谷崎潤一郎『少将滋幹の母』を読んだが、これも読了。平中の滑稽談に始まり、時平が叔父国経の北の方を強奪する話につながり、妻を奪われて苦悩する国経の「不浄観」というある種の地獄めぐりのような話になり、最後は40の後、国経と奪われた妻の子、滋幹が母を慕い、再会を果たす話で大団円となる。これを亀井勝一郎や正宗白鳥は谷崎の最高傑作と推しているのだが、むむ、と思う。

確かに叙述の曖昧模糊とした中から夢のように現実が現れるさまの描写などは余人の追随を許すものではないなと思う。小倉遊亀の挿絵もすばらしい。存在しない「種本」を勝手に作ってそれにしたがって記述するというやり方も作り話の王道という感じである。「なるたけ史実の尊厳を冒さないようにしながら、記録の不備な隙間を求めて自分の世界を繰り広げようと思ふ」という姿勢も、まさに歴史小説の鑑ともいうべきで、いうことはない。

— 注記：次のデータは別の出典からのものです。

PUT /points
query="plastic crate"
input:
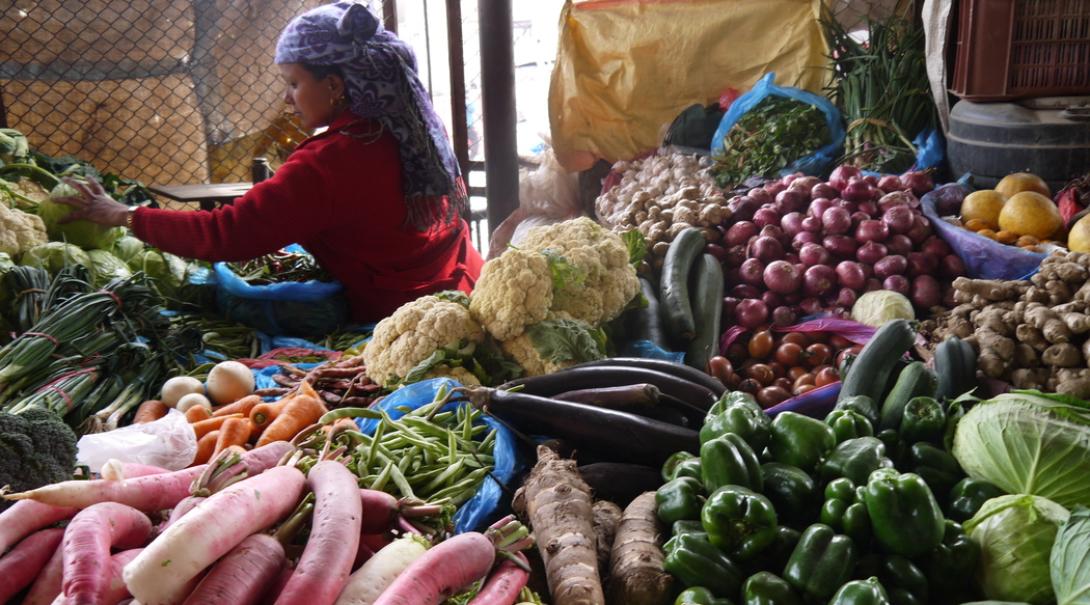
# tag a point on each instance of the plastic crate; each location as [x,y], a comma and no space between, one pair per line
[1009,49]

なんというのか、おそらく私が不満なのは、登場人物の誰にもまったく思い入れが出来ないところにあるのだろう。一番思い入れが出来そうなのは一番けしからん時平である。これは解説の千葉俊二の指摘だが、他人の妻を強奪した谷崎自身が時平に共感し、彼を躍動的に、暴力的な男性的エロチシズムみなぎる存在として描いているという指摘には思わず手を拍った。その時平も菅公の御霊に取り殺され、関係者の男たちは皆死に絶え、残るのは幼児であった滋幹と美しい母だけとなる。そこに残るのは、すでに意志ではなく、幻想的な美のみである。

まあそんなふうに書いてみると、確かにこの小説の仕掛けはたいしたもの、というより私などには想像もつかないものだったなと思う。この作品の結構は、絵巻物のようなもので、少しはなれて全体を見渡して部分が構成するそれぞれの美しさや凄惨さを味あわなければならないものなのだなと思う。少し人生とかそういうものに突っ込んだ話題のできる茶席などにかける一幅の絵とでも言うべきものだろうか。そのように考えると谷崎という絵師は相当な腕前だなと唸らされることになる。小説にはいろいろな読み方があり、読者の読み取り能力にあわせてあらん限りの工夫がなされているのだなと改めて思わされる。やはり傑作なのだろうと思う。私にはまだ完全には得心がいったとはいえないが。(3.31.)